Part of this book initially appeared under the title Haughey’s Thirty Years of Controversy in 1992 and Fallen Idol in 1997. In the decade since then the opening of the State Papers up to 1972 has thrown new light on a number of the earlier incidents, especially events surrounding the arms crisis.
Even in retirement Haughey has been at the centre of controversy over the handling of his financial affairs going back over a quarter of a century – the writing off of part of his AIB loans, the Ben Dunne money, the misappropriation of money donated either to Fianna Fáil, or for his Tánaiste’s liver transplant operation. His prevarications were to lead to him being charged with obstructing the McCracken tribunal, and his affairs are still the focus of the Moriarty tribunal.
TRD
Tralee
THE GREAT SURVIVOR
As Taoiseach Charles J. Haughey was described as the acceptable face of fantasy – the poor boy who grew up to become a powerful and fabulously wealthy man.
Unlike his great political rival, Garret FitzGerald, who was born into comfortable surroundings as the son of a cabinet minister, Charlie was the son of an army officer who retired early and then developed multiple sclerosis when Cha
rlie was only a boy. Times were hard for the family of nine dependent on the sick father’s small pension during the depression of the 1930s and the early 1940s. But young Charlie was a brilliant student and got through secondary school and university on academic scholarships.
In 1951 he married Maureen Lemass, the daughter of Tánaiste Seán Lemass. Six years later at the age of thirty-one he was elected to the Dáil, at his fourth attempt. After more than four years on the backbenches he was selected as parliamentary secretary to the Minister for Justice in the government of his father-in-law Seán Lemass, who had taken over from Eamon de Valera as Taoiseach in 1959.
Charlie quickly established a reputation for himself as a legislator by successfully piloting a whole series of bills through the Oireachtas. These included bills on defamation, civil liability and rent restrictions.
As the legislative decks were being cleared to make way for a general election in 1961, James Dillon, the leader of Fine Gael, complimented Charlie in the Dáil not only ‘on the skill with which he has had recourse to his brief’, but also on ‘his extraordinary erudition’, together with ‘his exceptional and outstanding ability’. It was a tremendous tribute for the leader of the opposition to pay to a young opponent, especially right before a general election.

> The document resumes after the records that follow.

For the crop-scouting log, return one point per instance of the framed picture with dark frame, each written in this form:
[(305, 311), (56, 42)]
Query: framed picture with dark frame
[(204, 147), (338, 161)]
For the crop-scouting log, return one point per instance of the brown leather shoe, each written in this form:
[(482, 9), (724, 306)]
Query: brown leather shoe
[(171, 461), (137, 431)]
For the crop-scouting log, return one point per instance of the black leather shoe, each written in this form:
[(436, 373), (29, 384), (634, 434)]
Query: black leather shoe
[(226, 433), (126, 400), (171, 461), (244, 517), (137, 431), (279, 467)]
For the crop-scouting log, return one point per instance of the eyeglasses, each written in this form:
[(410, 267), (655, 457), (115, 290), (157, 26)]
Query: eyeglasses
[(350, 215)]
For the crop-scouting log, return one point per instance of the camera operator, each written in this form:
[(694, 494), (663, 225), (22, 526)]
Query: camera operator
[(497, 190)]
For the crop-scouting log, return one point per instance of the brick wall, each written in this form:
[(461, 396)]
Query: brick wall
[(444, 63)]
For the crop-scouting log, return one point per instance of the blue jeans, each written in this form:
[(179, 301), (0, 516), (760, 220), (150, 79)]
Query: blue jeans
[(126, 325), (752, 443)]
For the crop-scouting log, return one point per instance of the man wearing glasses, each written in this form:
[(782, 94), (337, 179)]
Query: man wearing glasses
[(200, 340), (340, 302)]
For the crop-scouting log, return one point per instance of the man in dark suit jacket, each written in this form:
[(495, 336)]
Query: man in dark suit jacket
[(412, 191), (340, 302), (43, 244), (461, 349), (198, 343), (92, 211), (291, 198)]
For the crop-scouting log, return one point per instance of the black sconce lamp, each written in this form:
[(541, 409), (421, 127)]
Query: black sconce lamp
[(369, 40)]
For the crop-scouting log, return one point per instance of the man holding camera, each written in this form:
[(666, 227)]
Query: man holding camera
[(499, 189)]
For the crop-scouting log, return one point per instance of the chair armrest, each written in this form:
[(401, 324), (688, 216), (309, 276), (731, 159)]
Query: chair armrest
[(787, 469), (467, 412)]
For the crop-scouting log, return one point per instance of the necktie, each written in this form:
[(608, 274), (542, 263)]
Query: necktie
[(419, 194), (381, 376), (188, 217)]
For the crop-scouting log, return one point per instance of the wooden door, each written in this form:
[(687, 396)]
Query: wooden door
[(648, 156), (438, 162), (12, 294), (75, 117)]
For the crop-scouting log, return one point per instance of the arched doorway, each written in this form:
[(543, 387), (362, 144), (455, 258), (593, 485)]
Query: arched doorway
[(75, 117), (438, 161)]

At the start of his second term in the Dáil Charlie was appointed to the cabinet as Minister for Justice by Lemass, but there was no question of nepotism. He deserved the post and this was recognised even by the opposition which welcomed his appointment.
He got on well with his staff at justice. Peter Berry, the secretary of the department, had a good though sometimes stormy working relationship with him. ‘Haughey was a dynamic minister,’ Berry recalled years later. ‘He was a joy to work with and the longer he stayed the better he got’. He was quick to master bureaucratic ways of formulating and implementing policy. Having served in the department under different ministers beginning with Kevin O’Higgins back in the 1920s, Berry noted that ‘Haughey learned fast and was in complete control of his department from the outset’. In fact, he rated him ‘the ablest’ of all those ministers.